Türkiye çelik sektörü ise küresel çelik üretiminin daraldığı bir yılda yüzde 9,5’luk dikkat çekici bir artışla 36,9 milyon ton üretim gerçekleştirdi. Bu performans, Türkiye’yi üretimini en fazla artıran ikinci ülke konumuna taşırken, küresel sıralamada sekizinci, Avrupa’da ise ikinci büyük üretici pozisyonunu korumasını sağladı. 2021 yılında ulaşılan 40,4 milyon tonluk rekor üretimin ardından yaşanan daralma göz önüne alındığında, 2024 yılı ülkemizde sektör için bir ‘geri dönüş’ yılı olarak kayda geçti. Rapora göre bu üretim artışında birkaç temel unsur etkili oldu: İlk olarak, deprem sonrası yeniden inşa faaliyetlerinin hız kazanmasıyla inşaat çeliğine olan iç talep güçlü kaldı. İkinci olarak, küresel piyasalarda 2022 ve 2023 döneminde yaşanan daralmanın ardından kısmi bir toparlanma yaşandı ve özellikle Avrupa pazarında Türkiye çeliğine yönelik dış talep yeniden canlanma gösterdi.
“Çelik sektörü uzun vadeli yapısal tehditlere karşı hazırlıklı olmalı”

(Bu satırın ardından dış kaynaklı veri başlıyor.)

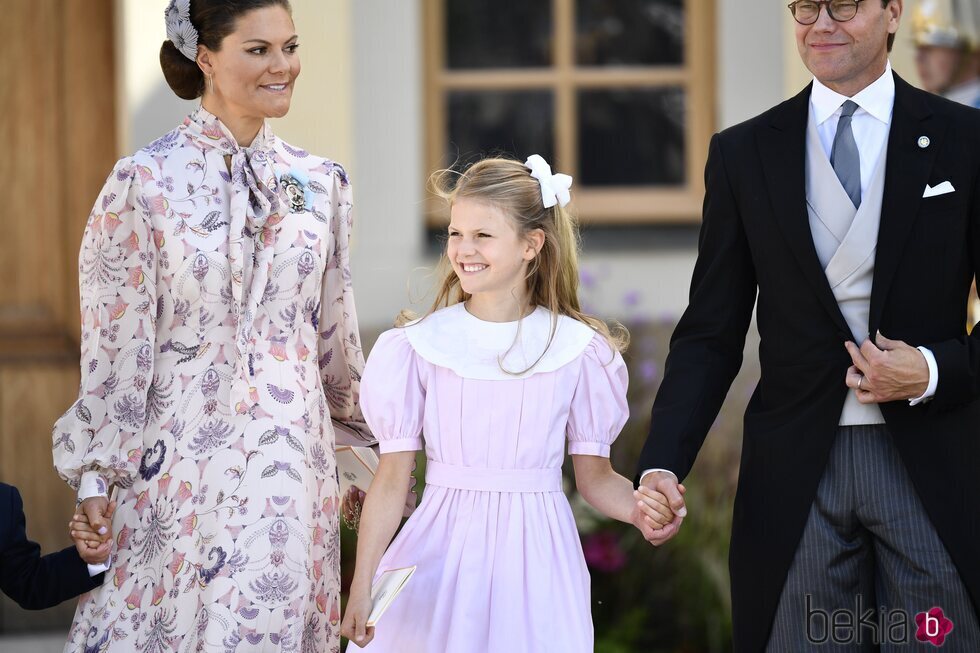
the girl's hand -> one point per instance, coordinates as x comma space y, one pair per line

Konuyla ilgili değerlendirmede bulunan KPMG Türkiye Metal ve Maden Sektör Lideri, Şirket Ortağı Burak Yıldırım, “2024 yılı, küresel çelik piyasasında rekabetin daha da sertleştiği bir dönem oldu. Türk çelik sektörü hem iç hem de dış pazarlarda birçok zorlukla eş zamanlı mücadele etmek zorunda kaldı. Bu zorlu tabloya rağmen, Türkiye çelik sektörü 2024 yılında üretim ve ihracatta yeniden ivme kazandı. Ancak bu ivmenin devamı için çelik sektörümüzün yalnızca mevcut dalgalanmalara karşı değil, aynı zamanda uzun vadeli yapısal tehditlere karşı hazırlıklı olması gerekiyor. Artan ithalat baskısı, dalgalı maliyet yapısı ve küresel politika değişimleri gibi çok boyutlu dinamikler, sektörün bugünkü dayanıklılığını bir başarı göstergesi kadar, ileriye dönük bir uyarı sinyali olarak da okunmalı. Özellikle son dönemde sürdürülebilirlik beklentilerindeki artış, karbon emisyonlarını azaltmaya yönelik politikalar ve dijitalleşme adımları, sektörün dönüşüm sürecini hızlandırırken aynı zamanda yepyeni kırılganlık alanları da yaratıyor. Bu dönüşümü tüm boyutlarıyla anlayabilmek için hem Türkiye’nin yapısal gerçeklerini hem de küresel çelik ekonomisinin derinleşen rekabet ortamını bütüncül bir bakışla analiz ettik” diye konuştu.